Analysis of government figures by the Chartered Institute of Housing (CIH) shows projected government investment through to 2020/21 will funnel £32bn into private programmes and £8bn into programmes for shared ownership and sub-market rent.
The largest investment in private housing is the £12.5bn bill for the Help to Buy: Equity Loan scheme. Help to Buy ISAs, the Help to Buy guarantee scheme, and private rented sector guarantees cash make up the remainder of the funding.
This investment is in the form of loans and guaranteed debt, rather than direct government spending.
Its investment in affordable housing comprises mainly £4.3bn of grant under the Affordable Homes Programme.
The figures have been pulled together for CIH’s UK Housing Review briefing, which is being launched today.
Last year’s document also showed a similar split of housing investment.
Terrie Alafat, chief executive of CIH, said: “We know we need to build more homes to get to grips with our national housing crisis; our UK Housing Review briefing highlights that annual supply remains at least 30,000 homes short of household growth.
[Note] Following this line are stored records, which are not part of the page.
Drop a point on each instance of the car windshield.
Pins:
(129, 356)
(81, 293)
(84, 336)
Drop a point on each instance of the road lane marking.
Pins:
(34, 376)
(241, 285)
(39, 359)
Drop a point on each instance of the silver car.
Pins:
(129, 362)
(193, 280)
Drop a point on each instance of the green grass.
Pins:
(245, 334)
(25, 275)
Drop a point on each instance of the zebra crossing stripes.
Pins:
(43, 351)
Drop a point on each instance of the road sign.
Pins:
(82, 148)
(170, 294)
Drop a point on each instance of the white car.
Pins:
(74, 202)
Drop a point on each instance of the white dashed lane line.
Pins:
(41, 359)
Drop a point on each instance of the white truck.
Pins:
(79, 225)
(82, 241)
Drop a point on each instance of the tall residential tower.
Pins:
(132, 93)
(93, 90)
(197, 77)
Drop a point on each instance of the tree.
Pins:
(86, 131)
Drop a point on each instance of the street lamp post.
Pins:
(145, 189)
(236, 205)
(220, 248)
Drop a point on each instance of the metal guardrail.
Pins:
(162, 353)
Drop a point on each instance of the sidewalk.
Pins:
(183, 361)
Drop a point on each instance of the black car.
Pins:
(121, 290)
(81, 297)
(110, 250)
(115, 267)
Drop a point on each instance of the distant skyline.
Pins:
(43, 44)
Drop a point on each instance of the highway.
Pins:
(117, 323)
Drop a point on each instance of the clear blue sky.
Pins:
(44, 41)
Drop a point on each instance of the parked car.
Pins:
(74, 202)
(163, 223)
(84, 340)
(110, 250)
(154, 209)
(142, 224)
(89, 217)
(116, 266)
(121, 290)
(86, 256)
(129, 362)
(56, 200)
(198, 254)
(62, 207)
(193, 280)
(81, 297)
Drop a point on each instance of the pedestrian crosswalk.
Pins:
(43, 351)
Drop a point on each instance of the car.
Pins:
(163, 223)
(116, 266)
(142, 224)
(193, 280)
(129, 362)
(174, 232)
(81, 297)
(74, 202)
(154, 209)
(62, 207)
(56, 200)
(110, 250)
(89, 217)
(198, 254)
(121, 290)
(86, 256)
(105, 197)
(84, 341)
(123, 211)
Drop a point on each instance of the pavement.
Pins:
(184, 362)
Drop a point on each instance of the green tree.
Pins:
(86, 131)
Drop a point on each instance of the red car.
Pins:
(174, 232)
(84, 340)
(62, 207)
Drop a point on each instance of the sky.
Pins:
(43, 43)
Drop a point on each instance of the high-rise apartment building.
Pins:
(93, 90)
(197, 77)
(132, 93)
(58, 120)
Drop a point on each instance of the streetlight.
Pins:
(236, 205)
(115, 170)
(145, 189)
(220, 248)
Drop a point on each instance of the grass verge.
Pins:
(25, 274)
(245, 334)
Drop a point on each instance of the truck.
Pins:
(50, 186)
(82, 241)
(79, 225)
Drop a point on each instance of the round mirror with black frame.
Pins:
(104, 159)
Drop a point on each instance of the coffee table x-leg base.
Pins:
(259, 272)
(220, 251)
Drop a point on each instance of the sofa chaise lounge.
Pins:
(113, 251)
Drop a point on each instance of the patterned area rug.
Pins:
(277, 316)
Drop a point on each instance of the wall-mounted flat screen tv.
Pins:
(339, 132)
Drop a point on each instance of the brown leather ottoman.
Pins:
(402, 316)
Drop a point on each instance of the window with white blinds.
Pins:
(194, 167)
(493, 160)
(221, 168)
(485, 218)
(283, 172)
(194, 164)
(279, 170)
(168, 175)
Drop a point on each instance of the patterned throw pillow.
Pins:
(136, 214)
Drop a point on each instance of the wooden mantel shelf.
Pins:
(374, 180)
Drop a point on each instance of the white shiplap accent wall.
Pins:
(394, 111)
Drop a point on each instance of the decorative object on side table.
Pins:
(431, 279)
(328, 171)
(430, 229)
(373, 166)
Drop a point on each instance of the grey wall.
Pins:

But it’s not just about building more homes – it’s about building more affordable homes for people on lower incomes.
“The government needs to take an urgent look at rebalancing the housing budget and investing more in genuinely affordable homes for rent.”
The number of affordable homes funded by the government has plummeted by 50% between 2010/11 and 2016/17 from 56,000 to 28,000, according to figures from the Department for Communities and Local Government.
At the same time, the number of homes for the cheapest social rents built using government finance has collapsed, from 36,000 to just over 1,000.